Abstract One of the most important industries and building operations that cause carbon dioxide emissions is the cement and concrete-related industries that consume about 6 million Btus per metric ton and release about 1 metric ton CO2. Reducing cement consumption while using nanomaterials as cement replacement is favored for environmental protection reasons. In this study, the effect of nanoclay (NC) as an additive to the cement paste was evaluated and quantified. Scanning Electronic Microscope (SEM), X-ray diffraction (XRD), Thermogravimetric Analysis (TGA), Fourier-Transform Infrared Spectroscopy (FTIR), and Raman Spectroscopy analysis were used to identify the cement and nanoclay. Experimental tests and modeling were conducted to predict the cement paste's flow properties like yield stress, shear strength (shear stress limit), viscosity, and stress at the failure stress of cement paste. The cement paste modified with nanoclay was tested at a water-to-cement ratio (w/c) of 0.35 and 0.45 and temperatures ranging from 25⁰C to 75⁰C. The addition of NC increased the ultimate shear strength (τmax) and the yield stress (τo) from 22.5% to 54.4% and from 26.3% to 203%, respectively based on the NC content, w/c, and temperature. TGA tests showed that the 1% nanoclay additive reduces the weight loss of the cement at 800⁰C by 74% due to the interaction with the nanoclay with the cement paste. The nonlinear regressions model (NLR), and Artificial Neural Network (ANN) technical approaches were used for the qualifications of the flow of slurry and stress at the failure of the cement paste modified with nanoclay.
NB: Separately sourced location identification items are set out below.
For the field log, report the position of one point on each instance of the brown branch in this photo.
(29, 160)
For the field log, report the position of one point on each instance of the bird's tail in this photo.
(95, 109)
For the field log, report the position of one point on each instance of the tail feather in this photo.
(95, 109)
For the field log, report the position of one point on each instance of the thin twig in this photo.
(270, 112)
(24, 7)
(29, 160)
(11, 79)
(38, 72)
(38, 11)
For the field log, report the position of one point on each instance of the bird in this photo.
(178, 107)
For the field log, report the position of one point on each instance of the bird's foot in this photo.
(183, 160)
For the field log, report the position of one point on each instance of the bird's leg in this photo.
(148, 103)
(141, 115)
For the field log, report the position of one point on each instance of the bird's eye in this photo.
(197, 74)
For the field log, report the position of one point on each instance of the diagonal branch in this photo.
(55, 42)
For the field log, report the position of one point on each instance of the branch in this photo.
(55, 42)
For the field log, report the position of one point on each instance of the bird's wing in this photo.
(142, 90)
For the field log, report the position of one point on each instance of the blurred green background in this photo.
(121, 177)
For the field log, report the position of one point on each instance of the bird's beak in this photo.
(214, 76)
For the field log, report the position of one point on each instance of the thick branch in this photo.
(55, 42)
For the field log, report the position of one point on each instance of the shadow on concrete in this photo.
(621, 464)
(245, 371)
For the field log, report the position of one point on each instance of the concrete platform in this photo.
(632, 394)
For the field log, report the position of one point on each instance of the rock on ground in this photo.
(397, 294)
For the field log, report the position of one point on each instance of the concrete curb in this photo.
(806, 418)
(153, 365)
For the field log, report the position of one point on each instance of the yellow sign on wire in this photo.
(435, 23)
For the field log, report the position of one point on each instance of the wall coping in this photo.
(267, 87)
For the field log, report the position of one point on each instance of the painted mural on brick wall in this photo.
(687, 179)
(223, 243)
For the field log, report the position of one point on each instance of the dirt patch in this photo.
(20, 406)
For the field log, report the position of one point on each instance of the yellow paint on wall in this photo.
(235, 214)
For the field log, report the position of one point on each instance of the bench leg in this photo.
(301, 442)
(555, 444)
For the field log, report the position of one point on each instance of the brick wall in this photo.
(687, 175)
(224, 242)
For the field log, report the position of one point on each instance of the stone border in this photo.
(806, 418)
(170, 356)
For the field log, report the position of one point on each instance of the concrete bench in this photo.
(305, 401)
Based on the static analysis assessments, the rheological properties and compressive strength of cement paste modified with nanoclay can be well predicted in terms of w/c, nanoclay content, temperature, and curing time using two different simulation techniques. Among the used approaches and based on the experimental data set, the model made based on the NLR models is the most reliable model to predict rheological properties and compression strength of the cement and it is performing better than the ANN model. The coefficient of the correlation (R), mean absolute error (MAE), and root mean square error (RMSE) concluded that the nanoclay content is the most important parameter for rheological estimation and compression strength of cement paste.